Can anybody shed any light on any of this for me? 谁能为我阐明任何这些？ Even just information on what some of these ntdll and kernel32 calls are doing? 甚至只是有关这些ntdll和kernel32调用正在执行的操作的信息？ I'm also unsure how much of the differences are 64/32-bit related and how many are virtual/not-virtual related. 我也不确定与64/32位相关的差异有多少，与虚拟/非虚拟相关的差异有多少。 Unfortunately, I don't have easy access to other configurations to determine the difference. 不幸的是，我无法轻松访问其他配置来确定差异。

2 个解决方案

I suppose we could divide reasons for slower performance on a virtual machine into two classes: 我想我们可以将导致虚拟机性能降低的原因分为两类：

1. Configuration Skew 1.配置偏斜

This category is for all the things that have nothing to do with virtualization per se but where the configured virtual machine is not as good as the real one. 此类别适用于与虚拟化本身无关的所有事物，但是配置的虚拟机不如真实虚拟机好。 A really easy thing to do is to give the virtual machine just one CPU core and then compare it to an application running on a 2-CPU 8-core 16-hyperthread Intel Core i7 monster. 一件很容易做的事就是给虚拟机一个CPU核心，然后将其与运行于2 CPU 8核16超线程Intel Core i7怪物上的应用程序进行比较。 In your case, at a minimum you did not run the same OS. 就您而言，至少您没有运行相同的操作系统。 Most likely there is other skew as well. 最可能还有其他偏斜。

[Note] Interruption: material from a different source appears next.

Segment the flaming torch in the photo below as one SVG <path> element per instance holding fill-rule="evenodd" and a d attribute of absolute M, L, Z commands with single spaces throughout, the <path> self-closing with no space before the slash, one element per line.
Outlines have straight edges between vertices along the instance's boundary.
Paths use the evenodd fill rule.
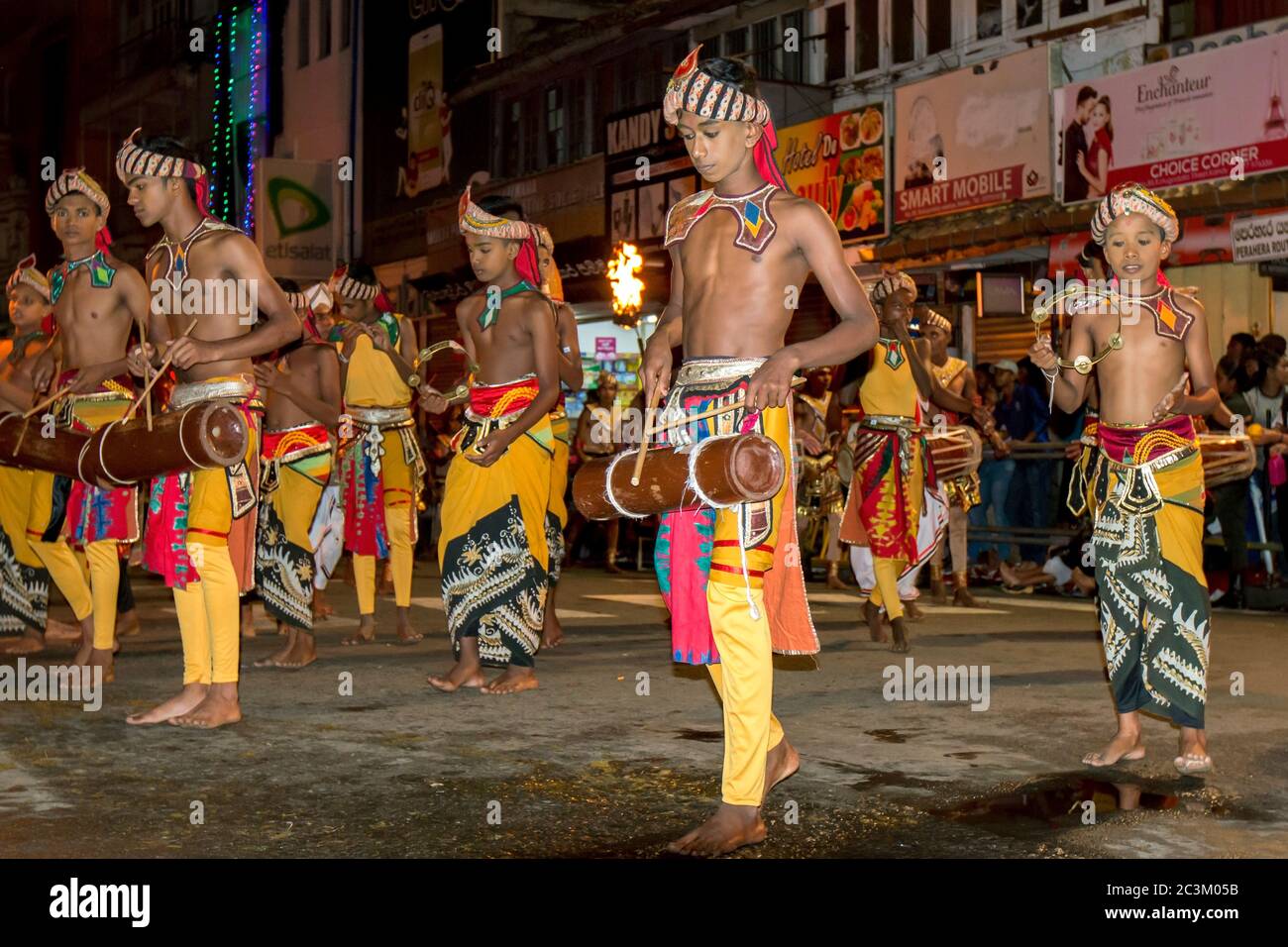
<path fill-rule="evenodd" d="M 613 322 L 622 329 L 639 330 L 644 281 L 635 274 L 643 268 L 644 258 L 634 244 L 620 244 L 617 254 L 608 262 L 608 281 L 613 285 Z"/>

2. Bad Virtualization Fit 2.虚拟化不适合

Things like databases that do a lot of locking do not virtualize well and so the typical overhead may not apply to the test case. 像数据库这样的事情需要大量的锁定，因此无法很好地虚拟化，因此典型的开销可能不适用于测试用例。 It's not your exact case, but I've been told the penalty is 30-40% for MySQL. 这不是您的确切情况，但有人告诉我MySQL的罚款是30-40％。 I notice an entry point called ...semaphore in your list. 我注意到您的列表中有一个名为... semaphore的入口点。 That's a sign of something that will virtualize slowly. 这表明某些东西会慢慢虚拟化。

The basic problem is that constructs that can't be executed natively in user mode will require traps (slow, all by themselves) and then further overhead in hypervisor emulation code. 基本问题是，无法在用户模式下本机执行的构造将需要陷阱（缓慢，全部靠自身），然后需要虚拟机管理程序仿真代码中的更多开销。

I'm assuming that you're providing enough resources for your virtual machines, the benefit of virtualization is consolidating 5 machines that only run at 10-15% CPU/memory onto a single machine that will run at 50-75% CPU/memory and which still leaves you 25-50% overhead for those "bursty" times. 我假设您为虚拟机提供了足够的资源，虚拟化的好处是将仅以10-15％CPU /内存运行的5台计算机合并到将以50-75％CPU /内存运行的单台计算机而在那些“突发”时期，您仍然需要25-50％的开销。

Personal anecdote: 20 machines were virtualized but each was using as much CPU as it could. 个人轶事：对 20台计算机进行了虚拟化，但是每台计算机都使用了尽可能多的CPU。 This caused problems when a single machine was trying to use more power than a single core could provide. 当一台机器试图使用比单核所能提供的功率更多的功率时，这会引起问题。 Therefore the hypervisor was virtualizing a single core over multiple cores, killing performance. 因此，系统管理程序正在虚拟化多个内核上的单个内核，从而降低了性能。 Once we throttled the CPU usage of each VM to the maximum available from any single core, performance skyrocketed. 一旦我们将每个VM的CPU使用量限制到任何单个内核都可以提供的最大使用量，性能就会急剧上升。